As a product photographer in Sydney, or for that matter anywhere else, I understand that my clients don’t just need experience, creativity, attention to detail, and an understanding of their products and business requirements. They sometimes need something else as well: consistency. This was the primary challenge with this case study for Nature’s Sunshine Products, a manufacturer of natural, herbal, and complimentary medicines.

I have worked with this company for a number of years, but for this particular shoot they were looking to rebrand their products. Their product’s packaging had been redesigned and needed to be photographed again. However, the client also wanted to achieve a slightly different look and feel to the way they would be presented in the images used on their website, posters, point-of-sale store displays, trade show banners, and other advertising.

 

How to Figure Out How You Want Your Photos to Look


This though, presented a secondary challenge: specifically, and as is often the case, there’s a difference between knowing that you want a different look and deciding exactly what that look should be. So, to help facilitate the decision process, our first step was to provide the client with a number of different test shots using a variety of different creative lighting concepts. We then discussed each of these until finally zeroing in on the one the client liked best.

 

How to Achieve Consistency in Product Photography

Having determined the look and feel, our next step was to rollout the process across approximately a hundred of the client’s products. And this is where the primary challenge kicked in – consistency; each of the hundred or so product images had to have exactly the same look and feel.

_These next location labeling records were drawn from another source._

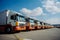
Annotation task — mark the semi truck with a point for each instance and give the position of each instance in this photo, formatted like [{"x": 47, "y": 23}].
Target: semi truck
[{"x": 12, "y": 21}]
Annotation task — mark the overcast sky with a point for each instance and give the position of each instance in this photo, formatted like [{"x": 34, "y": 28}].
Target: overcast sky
[{"x": 43, "y": 10}]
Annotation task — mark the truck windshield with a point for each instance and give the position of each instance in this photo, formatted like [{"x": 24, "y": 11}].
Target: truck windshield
[
  {"x": 20, "y": 19},
  {"x": 31, "y": 21}
]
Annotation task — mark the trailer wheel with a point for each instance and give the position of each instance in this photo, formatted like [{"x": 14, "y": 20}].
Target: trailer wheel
[{"x": 8, "y": 30}]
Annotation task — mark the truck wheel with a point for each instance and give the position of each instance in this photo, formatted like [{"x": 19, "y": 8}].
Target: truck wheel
[{"x": 8, "y": 30}]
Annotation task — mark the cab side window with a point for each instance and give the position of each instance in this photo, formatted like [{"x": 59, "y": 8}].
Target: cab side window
[{"x": 13, "y": 17}]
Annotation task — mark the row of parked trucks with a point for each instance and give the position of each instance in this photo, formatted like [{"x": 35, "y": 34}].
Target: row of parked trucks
[{"x": 11, "y": 21}]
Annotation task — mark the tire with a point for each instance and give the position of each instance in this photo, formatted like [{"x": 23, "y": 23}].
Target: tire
[{"x": 8, "y": 30}]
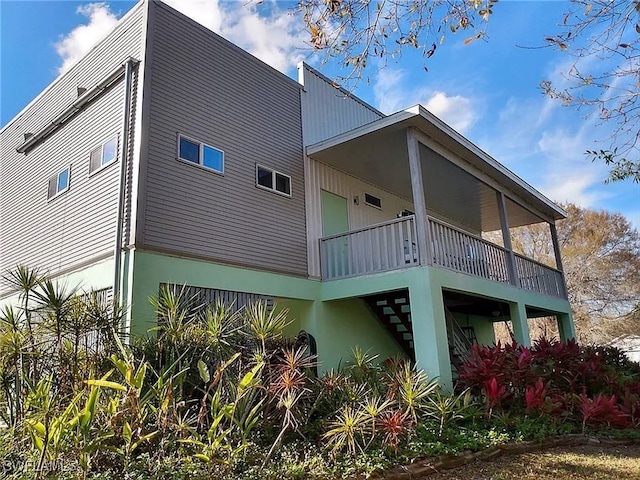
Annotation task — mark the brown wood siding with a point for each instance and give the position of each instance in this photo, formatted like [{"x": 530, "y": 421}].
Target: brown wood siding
[
  {"x": 78, "y": 225},
  {"x": 209, "y": 90}
]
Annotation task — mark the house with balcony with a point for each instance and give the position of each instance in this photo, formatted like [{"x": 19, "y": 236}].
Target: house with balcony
[{"x": 168, "y": 155}]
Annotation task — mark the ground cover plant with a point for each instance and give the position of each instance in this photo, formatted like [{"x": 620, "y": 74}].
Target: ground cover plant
[{"x": 217, "y": 393}]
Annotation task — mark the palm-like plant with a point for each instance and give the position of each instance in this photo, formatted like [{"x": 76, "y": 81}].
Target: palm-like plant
[
  {"x": 414, "y": 390},
  {"x": 347, "y": 430},
  {"x": 265, "y": 324},
  {"x": 13, "y": 343}
]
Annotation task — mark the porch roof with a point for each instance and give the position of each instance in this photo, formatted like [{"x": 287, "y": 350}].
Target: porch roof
[{"x": 377, "y": 153}]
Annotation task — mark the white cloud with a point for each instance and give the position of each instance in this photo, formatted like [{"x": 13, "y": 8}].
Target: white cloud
[
  {"x": 392, "y": 93},
  {"x": 79, "y": 41},
  {"x": 455, "y": 110},
  {"x": 276, "y": 39}
]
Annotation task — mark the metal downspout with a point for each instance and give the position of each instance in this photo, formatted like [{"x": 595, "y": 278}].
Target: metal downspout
[{"x": 124, "y": 144}]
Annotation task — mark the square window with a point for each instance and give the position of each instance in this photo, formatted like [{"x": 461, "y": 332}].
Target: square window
[
  {"x": 109, "y": 151},
  {"x": 63, "y": 180},
  {"x": 213, "y": 158},
  {"x": 265, "y": 177},
  {"x": 201, "y": 154},
  {"x": 271, "y": 180},
  {"x": 283, "y": 184},
  {"x": 372, "y": 200},
  {"x": 103, "y": 155},
  {"x": 189, "y": 150},
  {"x": 58, "y": 184}
]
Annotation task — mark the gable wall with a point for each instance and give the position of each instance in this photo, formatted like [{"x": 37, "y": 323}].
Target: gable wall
[
  {"x": 78, "y": 227},
  {"x": 210, "y": 90}
]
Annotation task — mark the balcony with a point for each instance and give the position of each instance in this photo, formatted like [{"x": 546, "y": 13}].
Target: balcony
[{"x": 393, "y": 245}]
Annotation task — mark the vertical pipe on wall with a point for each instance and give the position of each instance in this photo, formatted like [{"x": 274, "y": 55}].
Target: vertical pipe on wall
[
  {"x": 506, "y": 239},
  {"x": 124, "y": 144},
  {"x": 419, "y": 202}
]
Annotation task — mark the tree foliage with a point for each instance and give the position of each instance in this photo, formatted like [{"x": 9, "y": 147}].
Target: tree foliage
[
  {"x": 603, "y": 37},
  {"x": 353, "y": 31},
  {"x": 601, "y": 260}
]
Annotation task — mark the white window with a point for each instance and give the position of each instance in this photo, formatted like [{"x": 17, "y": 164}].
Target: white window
[
  {"x": 201, "y": 154},
  {"x": 103, "y": 155},
  {"x": 269, "y": 179},
  {"x": 58, "y": 184},
  {"x": 372, "y": 200}
]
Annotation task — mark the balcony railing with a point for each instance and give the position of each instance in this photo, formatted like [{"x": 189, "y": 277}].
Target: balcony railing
[
  {"x": 393, "y": 245},
  {"x": 458, "y": 250},
  {"x": 377, "y": 248},
  {"x": 538, "y": 277}
]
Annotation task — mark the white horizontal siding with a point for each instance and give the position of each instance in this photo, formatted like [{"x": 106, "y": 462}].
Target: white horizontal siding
[
  {"x": 328, "y": 111},
  {"x": 78, "y": 225},
  {"x": 323, "y": 177},
  {"x": 209, "y": 90}
]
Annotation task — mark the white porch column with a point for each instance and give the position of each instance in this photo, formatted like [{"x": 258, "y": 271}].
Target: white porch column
[
  {"x": 518, "y": 314},
  {"x": 558, "y": 255},
  {"x": 419, "y": 203},
  {"x": 506, "y": 238}
]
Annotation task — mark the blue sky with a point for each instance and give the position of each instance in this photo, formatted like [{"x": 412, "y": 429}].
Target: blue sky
[{"x": 488, "y": 90}]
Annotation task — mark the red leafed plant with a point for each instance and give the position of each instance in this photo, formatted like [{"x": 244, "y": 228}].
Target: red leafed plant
[
  {"x": 602, "y": 410},
  {"x": 395, "y": 425},
  {"x": 494, "y": 393},
  {"x": 534, "y": 396}
]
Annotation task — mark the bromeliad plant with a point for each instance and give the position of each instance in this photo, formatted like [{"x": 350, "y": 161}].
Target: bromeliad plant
[{"x": 592, "y": 386}]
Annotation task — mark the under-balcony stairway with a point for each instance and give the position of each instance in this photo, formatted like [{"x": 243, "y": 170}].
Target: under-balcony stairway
[
  {"x": 393, "y": 309},
  {"x": 459, "y": 340}
]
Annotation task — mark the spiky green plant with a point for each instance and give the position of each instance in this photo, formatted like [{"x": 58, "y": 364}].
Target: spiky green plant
[
  {"x": 14, "y": 340},
  {"x": 263, "y": 323},
  {"x": 347, "y": 430},
  {"x": 414, "y": 390}
]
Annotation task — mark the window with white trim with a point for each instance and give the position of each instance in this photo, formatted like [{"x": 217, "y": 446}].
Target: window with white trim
[
  {"x": 103, "y": 155},
  {"x": 269, "y": 179},
  {"x": 372, "y": 200},
  {"x": 58, "y": 184},
  {"x": 200, "y": 154}
]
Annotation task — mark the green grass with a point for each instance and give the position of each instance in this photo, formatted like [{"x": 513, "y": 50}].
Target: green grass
[{"x": 590, "y": 462}]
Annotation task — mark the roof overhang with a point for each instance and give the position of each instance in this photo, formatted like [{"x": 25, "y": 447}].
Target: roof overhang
[{"x": 378, "y": 146}]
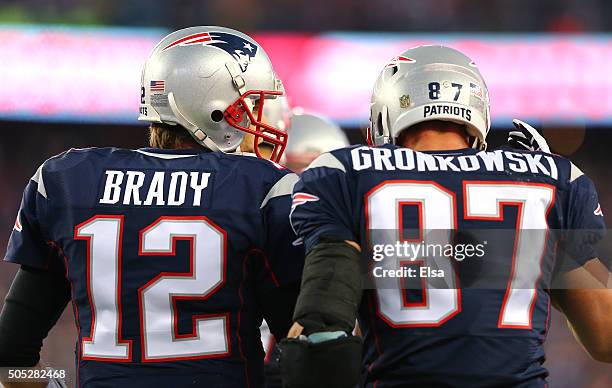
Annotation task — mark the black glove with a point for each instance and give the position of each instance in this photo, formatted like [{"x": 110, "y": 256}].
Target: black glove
[
  {"x": 527, "y": 138},
  {"x": 334, "y": 363}
]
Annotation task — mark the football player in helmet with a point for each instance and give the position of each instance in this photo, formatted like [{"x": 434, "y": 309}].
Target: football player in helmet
[
  {"x": 277, "y": 113},
  {"x": 171, "y": 255},
  {"x": 477, "y": 321},
  {"x": 311, "y": 135}
]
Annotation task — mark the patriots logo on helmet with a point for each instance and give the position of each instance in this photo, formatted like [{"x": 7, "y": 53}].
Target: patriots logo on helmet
[
  {"x": 239, "y": 48},
  {"x": 400, "y": 59}
]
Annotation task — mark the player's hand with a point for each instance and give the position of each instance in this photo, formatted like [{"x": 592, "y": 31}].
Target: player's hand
[
  {"x": 527, "y": 138},
  {"x": 295, "y": 330}
]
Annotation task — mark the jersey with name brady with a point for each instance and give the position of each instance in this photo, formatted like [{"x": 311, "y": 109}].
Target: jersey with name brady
[
  {"x": 494, "y": 332},
  {"x": 167, "y": 252}
]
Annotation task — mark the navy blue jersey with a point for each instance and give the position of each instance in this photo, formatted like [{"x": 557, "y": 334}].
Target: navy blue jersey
[
  {"x": 475, "y": 321},
  {"x": 167, "y": 253}
]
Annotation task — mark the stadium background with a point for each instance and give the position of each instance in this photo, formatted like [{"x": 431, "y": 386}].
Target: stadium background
[{"x": 69, "y": 77}]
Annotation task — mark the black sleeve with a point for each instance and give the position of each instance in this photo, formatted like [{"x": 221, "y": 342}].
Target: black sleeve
[
  {"x": 277, "y": 307},
  {"x": 33, "y": 305},
  {"x": 331, "y": 288}
]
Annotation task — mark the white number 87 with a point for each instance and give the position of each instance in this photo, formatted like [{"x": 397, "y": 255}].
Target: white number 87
[{"x": 483, "y": 200}]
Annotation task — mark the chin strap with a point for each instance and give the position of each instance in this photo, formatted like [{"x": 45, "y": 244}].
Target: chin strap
[{"x": 196, "y": 132}]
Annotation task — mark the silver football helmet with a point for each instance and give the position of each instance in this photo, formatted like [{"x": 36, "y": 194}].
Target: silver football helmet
[
  {"x": 213, "y": 81},
  {"x": 310, "y": 135},
  {"x": 429, "y": 83}
]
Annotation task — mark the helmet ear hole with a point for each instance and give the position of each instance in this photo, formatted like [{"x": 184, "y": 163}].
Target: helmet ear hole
[
  {"x": 379, "y": 129},
  {"x": 216, "y": 116}
]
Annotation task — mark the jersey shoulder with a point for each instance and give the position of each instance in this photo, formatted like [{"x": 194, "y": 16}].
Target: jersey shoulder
[{"x": 567, "y": 172}]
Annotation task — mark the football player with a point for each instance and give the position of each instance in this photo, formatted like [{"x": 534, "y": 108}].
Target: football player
[
  {"x": 171, "y": 255},
  {"x": 311, "y": 135},
  {"x": 476, "y": 321}
]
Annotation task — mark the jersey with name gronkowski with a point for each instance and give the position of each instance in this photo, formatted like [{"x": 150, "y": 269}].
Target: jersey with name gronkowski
[
  {"x": 167, "y": 252},
  {"x": 459, "y": 252}
]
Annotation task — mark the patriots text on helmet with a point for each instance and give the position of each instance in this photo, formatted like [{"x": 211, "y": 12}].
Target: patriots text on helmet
[
  {"x": 430, "y": 110},
  {"x": 385, "y": 159}
]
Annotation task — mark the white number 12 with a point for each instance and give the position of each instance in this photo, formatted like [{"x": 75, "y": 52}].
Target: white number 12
[{"x": 160, "y": 340}]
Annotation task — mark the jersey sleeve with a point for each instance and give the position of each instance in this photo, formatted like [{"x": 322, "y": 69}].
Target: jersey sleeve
[
  {"x": 585, "y": 225},
  {"x": 283, "y": 255},
  {"x": 27, "y": 244},
  {"x": 322, "y": 202}
]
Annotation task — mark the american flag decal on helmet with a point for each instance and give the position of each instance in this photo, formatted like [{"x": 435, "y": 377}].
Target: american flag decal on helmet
[
  {"x": 18, "y": 226},
  {"x": 302, "y": 198}
]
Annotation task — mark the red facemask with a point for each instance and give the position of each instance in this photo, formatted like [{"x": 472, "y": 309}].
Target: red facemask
[{"x": 234, "y": 115}]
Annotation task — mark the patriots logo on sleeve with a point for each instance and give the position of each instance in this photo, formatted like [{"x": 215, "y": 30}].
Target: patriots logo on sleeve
[
  {"x": 239, "y": 48},
  {"x": 18, "y": 226},
  {"x": 302, "y": 198},
  {"x": 598, "y": 211}
]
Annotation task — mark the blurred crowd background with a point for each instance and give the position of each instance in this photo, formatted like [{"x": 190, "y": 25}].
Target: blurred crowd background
[
  {"x": 25, "y": 145},
  {"x": 315, "y": 15}
]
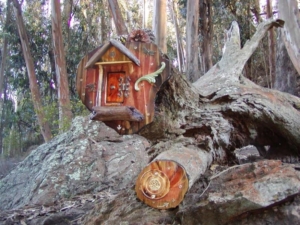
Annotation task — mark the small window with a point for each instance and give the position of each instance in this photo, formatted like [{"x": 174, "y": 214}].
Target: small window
[{"x": 114, "y": 89}]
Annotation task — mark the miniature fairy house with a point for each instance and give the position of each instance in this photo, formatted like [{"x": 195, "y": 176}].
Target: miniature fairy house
[{"x": 118, "y": 83}]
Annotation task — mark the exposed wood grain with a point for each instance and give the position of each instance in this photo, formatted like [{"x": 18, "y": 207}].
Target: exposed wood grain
[
  {"x": 162, "y": 184},
  {"x": 110, "y": 113}
]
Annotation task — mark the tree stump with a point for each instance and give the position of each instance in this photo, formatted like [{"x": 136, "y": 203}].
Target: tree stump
[{"x": 163, "y": 183}]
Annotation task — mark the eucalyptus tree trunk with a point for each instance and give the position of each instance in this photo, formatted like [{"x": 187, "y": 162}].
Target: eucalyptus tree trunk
[
  {"x": 208, "y": 120},
  {"x": 160, "y": 24},
  {"x": 271, "y": 39},
  {"x": 179, "y": 47},
  {"x": 3, "y": 55},
  {"x": 192, "y": 41},
  {"x": 206, "y": 32},
  {"x": 67, "y": 17},
  {"x": 289, "y": 12},
  {"x": 35, "y": 94},
  {"x": 223, "y": 110},
  {"x": 65, "y": 113},
  {"x": 117, "y": 17}
]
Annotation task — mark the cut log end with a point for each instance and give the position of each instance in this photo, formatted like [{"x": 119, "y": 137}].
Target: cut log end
[
  {"x": 111, "y": 113},
  {"x": 162, "y": 184}
]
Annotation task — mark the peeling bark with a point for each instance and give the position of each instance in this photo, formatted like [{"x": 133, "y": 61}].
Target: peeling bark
[{"x": 35, "y": 94}]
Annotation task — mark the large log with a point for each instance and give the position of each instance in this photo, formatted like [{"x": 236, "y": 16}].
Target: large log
[
  {"x": 109, "y": 113},
  {"x": 164, "y": 182},
  {"x": 223, "y": 111}
]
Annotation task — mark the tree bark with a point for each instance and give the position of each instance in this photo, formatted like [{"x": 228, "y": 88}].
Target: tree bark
[
  {"x": 192, "y": 41},
  {"x": 206, "y": 32},
  {"x": 223, "y": 110},
  {"x": 35, "y": 94},
  {"x": 160, "y": 24},
  {"x": 289, "y": 12},
  {"x": 117, "y": 17},
  {"x": 179, "y": 47},
  {"x": 3, "y": 55},
  {"x": 271, "y": 40},
  {"x": 65, "y": 113}
]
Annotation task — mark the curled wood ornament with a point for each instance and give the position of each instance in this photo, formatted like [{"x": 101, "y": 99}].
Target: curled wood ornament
[{"x": 162, "y": 184}]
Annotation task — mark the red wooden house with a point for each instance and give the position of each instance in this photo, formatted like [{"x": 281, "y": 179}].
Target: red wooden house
[{"x": 118, "y": 83}]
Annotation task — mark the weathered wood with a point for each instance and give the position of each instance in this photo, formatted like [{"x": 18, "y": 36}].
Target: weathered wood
[
  {"x": 96, "y": 57},
  {"x": 164, "y": 182},
  {"x": 110, "y": 113},
  {"x": 108, "y": 78},
  {"x": 117, "y": 17},
  {"x": 125, "y": 50}
]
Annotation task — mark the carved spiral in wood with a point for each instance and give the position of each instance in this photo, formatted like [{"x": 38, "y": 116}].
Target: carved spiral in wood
[{"x": 162, "y": 184}]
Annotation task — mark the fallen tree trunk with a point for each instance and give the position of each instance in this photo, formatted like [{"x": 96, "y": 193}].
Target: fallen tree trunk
[{"x": 223, "y": 111}]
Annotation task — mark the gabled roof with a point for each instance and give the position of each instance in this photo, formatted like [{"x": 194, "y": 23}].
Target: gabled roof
[{"x": 99, "y": 53}]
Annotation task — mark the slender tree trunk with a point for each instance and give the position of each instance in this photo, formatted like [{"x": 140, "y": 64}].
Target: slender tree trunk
[
  {"x": 179, "y": 48},
  {"x": 117, "y": 17},
  {"x": 3, "y": 56},
  {"x": 192, "y": 41},
  {"x": 288, "y": 11},
  {"x": 67, "y": 17},
  {"x": 206, "y": 31},
  {"x": 159, "y": 24},
  {"x": 271, "y": 38},
  {"x": 35, "y": 94},
  {"x": 65, "y": 113}
]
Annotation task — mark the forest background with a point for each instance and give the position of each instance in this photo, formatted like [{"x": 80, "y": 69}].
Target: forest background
[{"x": 85, "y": 25}]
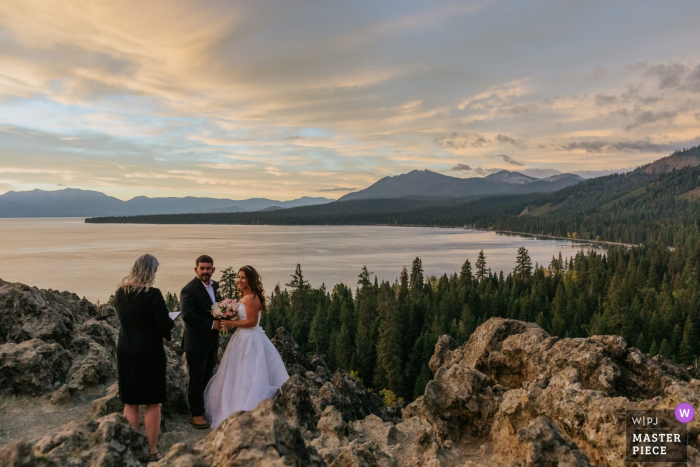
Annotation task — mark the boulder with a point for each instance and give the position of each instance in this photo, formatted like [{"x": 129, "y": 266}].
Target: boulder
[
  {"x": 109, "y": 441},
  {"x": 545, "y": 446},
  {"x": 260, "y": 437},
  {"x": 294, "y": 360},
  {"x": 33, "y": 367},
  {"x": 459, "y": 401}
]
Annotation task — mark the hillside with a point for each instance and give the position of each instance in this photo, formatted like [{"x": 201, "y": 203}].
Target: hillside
[
  {"x": 85, "y": 203},
  {"x": 426, "y": 184},
  {"x": 635, "y": 207}
]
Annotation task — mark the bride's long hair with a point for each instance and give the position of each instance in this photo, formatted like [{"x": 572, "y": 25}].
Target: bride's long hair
[
  {"x": 142, "y": 275},
  {"x": 255, "y": 284}
]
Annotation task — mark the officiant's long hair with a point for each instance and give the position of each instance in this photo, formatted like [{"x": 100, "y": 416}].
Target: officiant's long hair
[
  {"x": 142, "y": 275},
  {"x": 255, "y": 284}
]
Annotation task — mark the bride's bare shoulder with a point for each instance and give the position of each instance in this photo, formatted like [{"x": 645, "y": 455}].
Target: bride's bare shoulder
[{"x": 250, "y": 300}]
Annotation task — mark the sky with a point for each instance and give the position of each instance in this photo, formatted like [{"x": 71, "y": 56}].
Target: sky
[{"x": 283, "y": 99}]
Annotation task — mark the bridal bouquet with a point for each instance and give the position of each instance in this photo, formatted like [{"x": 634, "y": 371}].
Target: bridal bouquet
[{"x": 225, "y": 310}]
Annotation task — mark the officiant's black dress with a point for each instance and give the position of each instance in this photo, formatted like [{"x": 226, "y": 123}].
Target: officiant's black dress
[{"x": 140, "y": 355}]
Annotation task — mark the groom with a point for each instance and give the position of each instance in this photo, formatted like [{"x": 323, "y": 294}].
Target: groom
[{"x": 200, "y": 340}]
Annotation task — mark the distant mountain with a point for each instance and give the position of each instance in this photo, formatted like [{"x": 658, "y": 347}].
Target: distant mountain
[
  {"x": 228, "y": 209},
  {"x": 71, "y": 202},
  {"x": 423, "y": 184},
  {"x": 677, "y": 160},
  {"x": 510, "y": 177},
  {"x": 11, "y": 209}
]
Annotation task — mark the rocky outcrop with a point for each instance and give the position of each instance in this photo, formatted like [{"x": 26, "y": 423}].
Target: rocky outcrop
[
  {"x": 545, "y": 446},
  {"x": 514, "y": 373},
  {"x": 54, "y": 342},
  {"x": 109, "y": 441},
  {"x": 512, "y": 395},
  {"x": 32, "y": 367},
  {"x": 261, "y": 437},
  {"x": 311, "y": 388}
]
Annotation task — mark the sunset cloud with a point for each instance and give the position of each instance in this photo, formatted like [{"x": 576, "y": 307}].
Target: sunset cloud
[{"x": 215, "y": 98}]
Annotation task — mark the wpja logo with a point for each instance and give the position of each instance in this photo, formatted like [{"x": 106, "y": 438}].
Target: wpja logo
[{"x": 655, "y": 436}]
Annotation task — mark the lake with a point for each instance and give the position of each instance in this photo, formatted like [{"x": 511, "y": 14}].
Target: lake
[{"x": 90, "y": 259}]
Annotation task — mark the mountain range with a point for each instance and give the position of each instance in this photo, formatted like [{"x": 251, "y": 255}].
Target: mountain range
[
  {"x": 421, "y": 184},
  {"x": 71, "y": 202},
  {"x": 418, "y": 184}
]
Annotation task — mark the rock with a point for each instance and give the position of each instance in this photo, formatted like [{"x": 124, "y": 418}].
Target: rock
[
  {"x": 84, "y": 334},
  {"x": 443, "y": 351},
  {"x": 109, "y": 441},
  {"x": 545, "y": 446},
  {"x": 458, "y": 401},
  {"x": 260, "y": 437},
  {"x": 111, "y": 403},
  {"x": 102, "y": 333},
  {"x": 33, "y": 367},
  {"x": 294, "y": 360},
  {"x": 176, "y": 381},
  {"x": 297, "y": 405},
  {"x": 182, "y": 455}
]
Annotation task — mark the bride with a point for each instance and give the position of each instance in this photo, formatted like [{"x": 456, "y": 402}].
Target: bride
[{"x": 251, "y": 369}]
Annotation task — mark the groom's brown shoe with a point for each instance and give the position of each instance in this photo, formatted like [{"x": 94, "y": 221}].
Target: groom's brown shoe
[{"x": 199, "y": 423}]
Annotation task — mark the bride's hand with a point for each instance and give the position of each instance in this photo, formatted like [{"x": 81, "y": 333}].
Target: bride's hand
[{"x": 227, "y": 324}]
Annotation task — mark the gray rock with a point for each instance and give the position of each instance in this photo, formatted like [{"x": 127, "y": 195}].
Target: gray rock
[
  {"x": 109, "y": 441},
  {"x": 33, "y": 367}
]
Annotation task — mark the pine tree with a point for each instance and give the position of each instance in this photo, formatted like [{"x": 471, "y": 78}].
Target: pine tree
[
  {"x": 388, "y": 373},
  {"x": 686, "y": 350},
  {"x": 654, "y": 349},
  {"x": 642, "y": 343},
  {"x": 523, "y": 264},
  {"x": 299, "y": 307},
  {"x": 665, "y": 348},
  {"x": 343, "y": 349},
  {"x": 481, "y": 266},
  {"x": 465, "y": 276}
]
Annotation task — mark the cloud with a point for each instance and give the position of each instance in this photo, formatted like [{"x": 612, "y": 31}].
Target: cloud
[
  {"x": 511, "y": 141},
  {"x": 460, "y": 141},
  {"x": 623, "y": 146},
  {"x": 667, "y": 76},
  {"x": 337, "y": 189},
  {"x": 648, "y": 117},
  {"x": 508, "y": 159}
]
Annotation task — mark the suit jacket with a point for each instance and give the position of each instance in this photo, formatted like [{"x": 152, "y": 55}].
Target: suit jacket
[{"x": 196, "y": 313}]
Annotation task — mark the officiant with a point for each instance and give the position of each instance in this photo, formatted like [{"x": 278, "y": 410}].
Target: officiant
[{"x": 141, "y": 361}]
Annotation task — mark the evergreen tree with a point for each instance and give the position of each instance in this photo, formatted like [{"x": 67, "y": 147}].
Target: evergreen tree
[
  {"x": 654, "y": 349},
  {"x": 299, "y": 307},
  {"x": 228, "y": 283},
  {"x": 687, "y": 347},
  {"x": 416, "y": 280},
  {"x": 465, "y": 275},
  {"x": 523, "y": 264},
  {"x": 481, "y": 266},
  {"x": 388, "y": 373}
]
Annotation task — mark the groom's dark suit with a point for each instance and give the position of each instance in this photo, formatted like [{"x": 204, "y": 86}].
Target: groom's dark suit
[{"x": 199, "y": 341}]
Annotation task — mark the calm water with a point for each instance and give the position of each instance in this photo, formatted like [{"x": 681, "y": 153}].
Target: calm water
[{"x": 90, "y": 259}]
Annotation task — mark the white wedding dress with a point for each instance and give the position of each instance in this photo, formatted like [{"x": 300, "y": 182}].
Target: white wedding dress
[{"x": 250, "y": 371}]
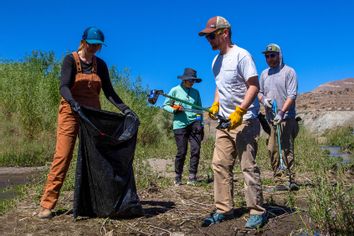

In order to achieve that, and working from our Baulkham Hills studio (Hills District Sydney), we took meticulous notes of the setup, carefully measured and recorded distances, camera and lighting angles and settings, and every other variable so that we could reproduce the exact same consistent results for each image. Not just now, during this shoot, but also in the future.

This last point is important. Companies continue to bring out products, often sporadically, over time; but a good commercial product photographer needs to be able to reproduce the same look for those future product images as for the product images taken in the past.

Of course, the images didn’t need just to be consistent, they needed to be high quality and shot against a white background so that we could, in post production, and in addition to adjusting color, contrast, and removing any residual specs of dust that may have attached to the products, mask each image onto a transparent background so that the client’s graphic designer can use it in whatever medium is required.